Pakistan: Afghan camp closes

21 May 2002

In the latest landmark event related to Afghanistan, the 22-year-old Nasir Bagh camp in Pakistan - probably the most famous refugee camp in the world - is due to close today as a last convoy of refugees returns to their homeland.

Set up as a tented camp in 1980 as the first wave of Afghan refugees fled the Soviet occupation of Afghanistan, Nasir Bagh grew into what was in effect a full-blown suburb of the Pakistani border city of Peshawar. Almost every famous politician and statesman who ever visited Peshawar - and there have been many over the years - visited Nasir Bagh camp. Some of the best-known include former U.S. Presidents Jimmy Carter and George Bush, and former European Prime Ministers such as Margaret Thatcher and Helmut Kohl.

More recent visitors included former U.S. Secretary of State Madeleine Albright, who issued a fierce condemnation of the Taliban's treatment of women after visiting the camp. During the Taliban years, Nasir Bagh's main girls' school was the largest school for Afghan girls in the world, with more than 3,000 students.

Nasir Bagh provided a home for many of Afghanistan's professionals, not just during the ten-year Soviet occupation, but also during subsequent waves of refugees fleeing the civil war and anarchy that broke out in 1993, and the conquest of Jalalabad and Kabul by the Taliban in 1996.

At its peak, Nasir Bagh was home to more than 100,000 Afghan refugees. In 1992, after the fall of the Soviet-backed communist government, around half the camp's population returned in just a few months as Afghans went home in huge numbers, believing the fighting was finally over. Less than a year later, new refugees were setting up in the camp as fierce factional fighting destroyed huge swathes of the Afghan capital Kabul.

More than 661,000 Afghans have now returned home under the joint Interim Administration/UNHCR repatriation programme launched on 1 March 2002. Of these, 594,000 have returned from Pakistan, 47,000 from Iran and just under 10,000 from Tajikistan. Smaller numbers have also gone back from Turkmenistan, Uzbekistan and India.

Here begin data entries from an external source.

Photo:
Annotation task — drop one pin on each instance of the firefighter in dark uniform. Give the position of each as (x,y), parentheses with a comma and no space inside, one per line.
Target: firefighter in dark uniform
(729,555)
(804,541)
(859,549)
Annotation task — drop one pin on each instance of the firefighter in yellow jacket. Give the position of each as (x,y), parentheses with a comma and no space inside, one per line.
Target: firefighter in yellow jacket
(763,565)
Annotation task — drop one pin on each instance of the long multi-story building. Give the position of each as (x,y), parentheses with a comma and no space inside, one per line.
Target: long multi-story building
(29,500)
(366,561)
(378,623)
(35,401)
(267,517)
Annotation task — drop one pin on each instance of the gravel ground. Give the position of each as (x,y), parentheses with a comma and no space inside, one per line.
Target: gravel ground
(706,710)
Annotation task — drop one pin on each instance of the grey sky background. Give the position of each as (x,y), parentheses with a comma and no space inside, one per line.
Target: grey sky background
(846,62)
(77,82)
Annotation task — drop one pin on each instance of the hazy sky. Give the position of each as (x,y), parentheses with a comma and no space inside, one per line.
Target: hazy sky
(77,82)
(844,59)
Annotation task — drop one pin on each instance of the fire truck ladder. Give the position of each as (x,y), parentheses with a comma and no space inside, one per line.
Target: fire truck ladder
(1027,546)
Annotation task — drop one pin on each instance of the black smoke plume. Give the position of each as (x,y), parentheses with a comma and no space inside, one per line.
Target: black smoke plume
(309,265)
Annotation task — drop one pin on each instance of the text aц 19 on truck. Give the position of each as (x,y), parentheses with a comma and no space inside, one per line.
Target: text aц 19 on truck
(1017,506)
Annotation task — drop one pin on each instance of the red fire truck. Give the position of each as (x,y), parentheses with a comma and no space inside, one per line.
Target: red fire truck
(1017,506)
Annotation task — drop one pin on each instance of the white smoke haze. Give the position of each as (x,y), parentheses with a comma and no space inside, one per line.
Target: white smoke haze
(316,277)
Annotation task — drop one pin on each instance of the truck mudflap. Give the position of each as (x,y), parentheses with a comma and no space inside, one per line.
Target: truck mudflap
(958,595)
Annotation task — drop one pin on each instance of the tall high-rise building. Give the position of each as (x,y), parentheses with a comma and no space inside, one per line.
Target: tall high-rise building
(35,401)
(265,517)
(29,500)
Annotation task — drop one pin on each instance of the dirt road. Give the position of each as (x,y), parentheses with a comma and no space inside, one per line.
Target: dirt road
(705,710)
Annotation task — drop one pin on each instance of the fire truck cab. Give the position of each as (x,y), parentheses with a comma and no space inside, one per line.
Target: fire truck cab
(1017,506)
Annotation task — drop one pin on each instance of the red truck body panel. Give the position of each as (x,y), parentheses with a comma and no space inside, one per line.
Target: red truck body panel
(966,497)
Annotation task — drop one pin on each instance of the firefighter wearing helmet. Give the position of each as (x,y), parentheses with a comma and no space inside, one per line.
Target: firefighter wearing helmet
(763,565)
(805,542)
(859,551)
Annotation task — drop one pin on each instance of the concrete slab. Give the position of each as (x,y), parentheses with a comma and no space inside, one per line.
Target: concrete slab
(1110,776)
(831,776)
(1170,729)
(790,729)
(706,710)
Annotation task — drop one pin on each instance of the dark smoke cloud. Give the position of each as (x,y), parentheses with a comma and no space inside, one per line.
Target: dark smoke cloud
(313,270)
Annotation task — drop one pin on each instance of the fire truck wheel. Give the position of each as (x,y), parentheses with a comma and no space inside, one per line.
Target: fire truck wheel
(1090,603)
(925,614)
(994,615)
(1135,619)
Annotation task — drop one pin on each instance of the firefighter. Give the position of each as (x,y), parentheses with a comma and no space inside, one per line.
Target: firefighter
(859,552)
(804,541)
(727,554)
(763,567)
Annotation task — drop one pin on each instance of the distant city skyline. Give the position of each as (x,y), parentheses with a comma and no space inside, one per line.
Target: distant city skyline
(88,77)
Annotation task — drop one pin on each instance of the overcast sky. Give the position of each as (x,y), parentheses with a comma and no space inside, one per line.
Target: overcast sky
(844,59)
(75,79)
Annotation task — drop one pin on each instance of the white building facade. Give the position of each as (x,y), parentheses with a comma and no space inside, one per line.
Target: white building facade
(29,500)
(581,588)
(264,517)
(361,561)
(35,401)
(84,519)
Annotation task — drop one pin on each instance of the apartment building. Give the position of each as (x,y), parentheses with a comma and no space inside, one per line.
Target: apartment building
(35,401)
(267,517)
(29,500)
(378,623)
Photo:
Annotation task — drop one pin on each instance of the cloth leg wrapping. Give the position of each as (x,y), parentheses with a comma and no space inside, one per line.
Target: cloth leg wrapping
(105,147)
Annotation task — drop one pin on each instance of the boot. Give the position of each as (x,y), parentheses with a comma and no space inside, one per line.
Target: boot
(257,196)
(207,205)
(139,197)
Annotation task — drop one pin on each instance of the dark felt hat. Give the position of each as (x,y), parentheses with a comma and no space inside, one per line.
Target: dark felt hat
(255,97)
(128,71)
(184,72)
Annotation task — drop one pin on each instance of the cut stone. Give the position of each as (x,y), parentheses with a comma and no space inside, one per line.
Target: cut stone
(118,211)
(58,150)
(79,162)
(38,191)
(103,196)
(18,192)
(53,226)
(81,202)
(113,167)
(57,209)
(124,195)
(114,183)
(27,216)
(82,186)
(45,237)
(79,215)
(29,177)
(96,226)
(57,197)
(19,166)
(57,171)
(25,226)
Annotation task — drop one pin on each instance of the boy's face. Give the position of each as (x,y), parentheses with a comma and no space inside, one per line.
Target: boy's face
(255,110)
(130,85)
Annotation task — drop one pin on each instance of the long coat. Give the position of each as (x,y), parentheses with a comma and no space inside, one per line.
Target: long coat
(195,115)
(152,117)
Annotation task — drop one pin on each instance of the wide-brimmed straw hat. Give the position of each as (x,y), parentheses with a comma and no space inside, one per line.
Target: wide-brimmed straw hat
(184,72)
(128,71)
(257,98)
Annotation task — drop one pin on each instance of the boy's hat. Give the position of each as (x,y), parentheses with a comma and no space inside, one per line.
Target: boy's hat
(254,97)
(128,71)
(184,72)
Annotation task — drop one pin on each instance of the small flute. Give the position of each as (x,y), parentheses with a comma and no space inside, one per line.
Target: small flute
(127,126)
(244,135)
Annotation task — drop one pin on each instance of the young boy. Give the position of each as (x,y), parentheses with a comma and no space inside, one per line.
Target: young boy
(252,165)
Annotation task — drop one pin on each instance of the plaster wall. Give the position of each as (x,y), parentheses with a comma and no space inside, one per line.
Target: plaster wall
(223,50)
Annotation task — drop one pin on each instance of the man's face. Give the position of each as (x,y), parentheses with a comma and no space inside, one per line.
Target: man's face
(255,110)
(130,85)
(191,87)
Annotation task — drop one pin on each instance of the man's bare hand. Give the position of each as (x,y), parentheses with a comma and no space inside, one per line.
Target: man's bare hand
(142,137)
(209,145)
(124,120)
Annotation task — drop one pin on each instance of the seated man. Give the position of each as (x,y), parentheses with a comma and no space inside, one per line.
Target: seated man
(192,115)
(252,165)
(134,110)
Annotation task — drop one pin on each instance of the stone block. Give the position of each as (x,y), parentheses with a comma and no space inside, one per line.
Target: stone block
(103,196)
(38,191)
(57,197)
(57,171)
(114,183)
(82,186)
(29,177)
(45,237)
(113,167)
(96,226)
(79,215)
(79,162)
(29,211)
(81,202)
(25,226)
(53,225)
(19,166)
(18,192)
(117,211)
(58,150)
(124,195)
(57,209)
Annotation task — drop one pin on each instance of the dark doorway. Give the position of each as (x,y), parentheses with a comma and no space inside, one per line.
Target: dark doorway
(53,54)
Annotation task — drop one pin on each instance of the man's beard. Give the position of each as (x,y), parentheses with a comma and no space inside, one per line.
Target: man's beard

The total number of internally displaced people who have been helped home by the Afghan Ministry of Repatriation, UNHCR and IOM has risen to more than 160,000. Last week, UNHCR completed the transport of more than 15,500 from Hesar Shahi camp near Jalalabad to their homes in four neighbouring provinces, including Kabul.

In order to help returning refugees and displaced people restart their lives, UNHCR plans to help construct or repair some 96,000 buildings, benefiting more than 500,000 people. These include some 29,000 houses in the rural areas worst affected by fighting and Taliban scorched-earth tactics. Agreements have been signed or are being finalized with more than 15 NGOs, who will implement the shelter programme across the country.